Wow 95% accuracy! You just created your very first model from scratch!

Lets test our model using our own image

uploader = widgets.FileUpload()
uploader
img = PILImage.create(uploader.data[0])
img.to_thumb(40)

I drew this in paint

img = img.resize((28,28)) #Resizing img
t_3 = tensor(img) #converting to tensor
 
t_3.shape
torch.Size([28, 28, 3])
t_3 = t_3[:,:,0] #dropping channels
show_image(t_3) #Awesome now it looks like an image from our dataset
<AxesSubplot:>
t_3.shape
torch.Size([28, 28])
is_3(t_3) #Nice, it got it right!
tensor(True)

Conclusion

I recommend you play around with this model we created, and try to spot some limitations to it. Although this is a ML model, it certainly is far from the ideal ML models.

Stochastic Gradient Descent (SGD)

What makes machine learning models truly learnable is SGD. Below you will see the influence of SGD on training a model.

An End-to-End SGD Example

time = torch.arange(0,20).float(); time
tensor([ 0.,  1.,  2.,  3.,  4.,  5.,  6.,  7.,  8.,  9., 10., 11., 12., 13., 14., 15., 16., 17., 18., 19.])
speed = torch.randn(20)*3 + 0.75*(time-9.5)**2 + 1
plt.scatter(time,speed);

Lets assume we have this data given

def f(t, params):
    a,b,c = params
    return a*(t**2) + (b*t) + c
def mse(preds, targets): 
    return ((preds-targets)**2).mean().sqrt() #mean squared error

Step 1: Initialize the parameters

All ML models have parameters. Parameters are random values that represent the influence of each value on the output. We often refer to these as weights.
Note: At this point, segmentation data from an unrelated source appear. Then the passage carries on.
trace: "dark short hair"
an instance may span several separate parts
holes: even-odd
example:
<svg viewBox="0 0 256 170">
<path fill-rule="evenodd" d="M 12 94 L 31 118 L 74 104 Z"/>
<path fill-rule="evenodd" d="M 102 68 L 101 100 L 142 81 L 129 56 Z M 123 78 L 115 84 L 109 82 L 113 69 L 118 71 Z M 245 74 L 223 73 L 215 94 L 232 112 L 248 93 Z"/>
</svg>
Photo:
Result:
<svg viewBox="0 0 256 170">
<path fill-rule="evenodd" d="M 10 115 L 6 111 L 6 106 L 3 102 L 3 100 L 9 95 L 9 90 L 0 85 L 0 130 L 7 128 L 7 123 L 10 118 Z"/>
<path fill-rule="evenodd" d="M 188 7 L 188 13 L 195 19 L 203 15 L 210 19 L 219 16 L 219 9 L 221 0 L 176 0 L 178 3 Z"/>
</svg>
params = torch.randn(3).requires_grad_() #Getting random weights and requiring gradient
params
tensor([0.2815, 0.0562, 0.5227], requires_grad=True)
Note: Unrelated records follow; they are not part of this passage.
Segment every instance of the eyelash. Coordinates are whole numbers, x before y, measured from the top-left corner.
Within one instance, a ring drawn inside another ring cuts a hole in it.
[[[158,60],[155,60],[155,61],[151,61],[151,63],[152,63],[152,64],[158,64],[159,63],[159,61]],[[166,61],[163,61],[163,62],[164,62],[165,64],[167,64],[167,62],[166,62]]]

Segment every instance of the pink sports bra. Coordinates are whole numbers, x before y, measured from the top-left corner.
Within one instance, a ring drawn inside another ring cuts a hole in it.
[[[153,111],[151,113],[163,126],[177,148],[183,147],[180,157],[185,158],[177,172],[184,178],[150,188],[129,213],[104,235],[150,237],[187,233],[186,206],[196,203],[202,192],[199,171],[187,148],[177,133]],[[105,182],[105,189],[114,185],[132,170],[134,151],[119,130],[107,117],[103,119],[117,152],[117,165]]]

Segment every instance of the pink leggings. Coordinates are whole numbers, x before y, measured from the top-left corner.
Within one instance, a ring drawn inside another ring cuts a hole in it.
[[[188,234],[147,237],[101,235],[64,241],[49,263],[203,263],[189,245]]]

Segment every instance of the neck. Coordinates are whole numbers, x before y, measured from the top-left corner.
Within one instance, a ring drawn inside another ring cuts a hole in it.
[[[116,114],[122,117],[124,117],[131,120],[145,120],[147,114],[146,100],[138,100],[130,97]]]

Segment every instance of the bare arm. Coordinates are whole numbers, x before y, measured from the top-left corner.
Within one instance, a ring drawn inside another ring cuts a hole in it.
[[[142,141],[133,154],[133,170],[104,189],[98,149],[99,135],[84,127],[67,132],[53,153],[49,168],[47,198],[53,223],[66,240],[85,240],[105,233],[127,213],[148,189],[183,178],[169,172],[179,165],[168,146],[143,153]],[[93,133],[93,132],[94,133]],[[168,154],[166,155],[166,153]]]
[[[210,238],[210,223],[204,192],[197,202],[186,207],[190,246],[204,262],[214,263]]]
We are requiring gradients because this is what we will be using to improve our weights

Step 2: Calculate the predictions

Lets get a prediction using the random weights we initialzed above.

preds = f(time, params)
def show_preds(preds, ax=None):
    if ax is None: ax=plt.subplots()[1]
    ax.scatter(time, speed)
    ax.scatter(time, to_np(preds), color='red')
    ax.set_ylim(-300,100)
show_preds(preds) #Red is our predictions, Blue is the labels

Not bad for an initial prediction

Step 3: Calculate the loss

Lets now calculate the loss. Loss is a metric that is used by the model to determine it's performance.

loss = mse(preds, speed) #Current loss
loss
tensor(35.6327, grad_fn=<SqrtBackward>)

Step 4: Calculate the gradients

To improve the loss, the gradients of the weights need to be calculated. Why the gradient? Because the gradient gives us the slope, which we need to determine how to step the weights.

loss.backward()
params.grad
tensor([121.4830,   7.8875,   0.3013])
params.grad * 1e-5      #1e-5 is the learning rate
tensor([1.2148e-03, 7.8875e-05, 3.0131e-06])

Step 5: Step the weights.

Now that we have everything, lets update our weights

lr = 1e-4
params.data -= lr * params.grad.data
params.grad = None
preds = f(time,params)
mse(preds, speed) #loss improved
tensor(34.1798, grad_fn=<SqrtBackward>)

Notice that our loss has improved with these new weights

show_preds(preds)

Putting all of the above into a simple function

Lets grab all the steps we did above and put it into one function for simplicity.

def apply_step(params, prn=True):
    preds = f(time, params)
    loss = mse(preds, speed)
    loss.backward()
    params.data -= lr * params.grad.data
    params.grad = None
    if prn: print(loss.item())
    return preds

Step 6: Repeat the process (Training)

Now we just need to trian our model.

for i in range(10): apply_step(params) #running it 10 times (Notice loss improving)
34.17982482910156
32.844730377197266
31.63145637512207
30.54193687438965
29.575712203979492
28.729764938354492
27.998600006103516
27.374542236328125
26.84825325012207
26.409330368041992
_,axs = plt.subplots(1,4,figsize=(12,3))
for ax in axs: show_preds(apply_step(params, False), ax)
plt.tight_layout()

Conclusion

Compare this approach to the pixel similerity example. You will notice that here it truly seems like the model is learning: This is the approach we will be using from now on as it better fits the ideal ML model.

I have chosen to split this lesson into 2 parts. On the next lesson we will apply what we have learned to the MNIST dataset once again. This time using the more approriate ML approach.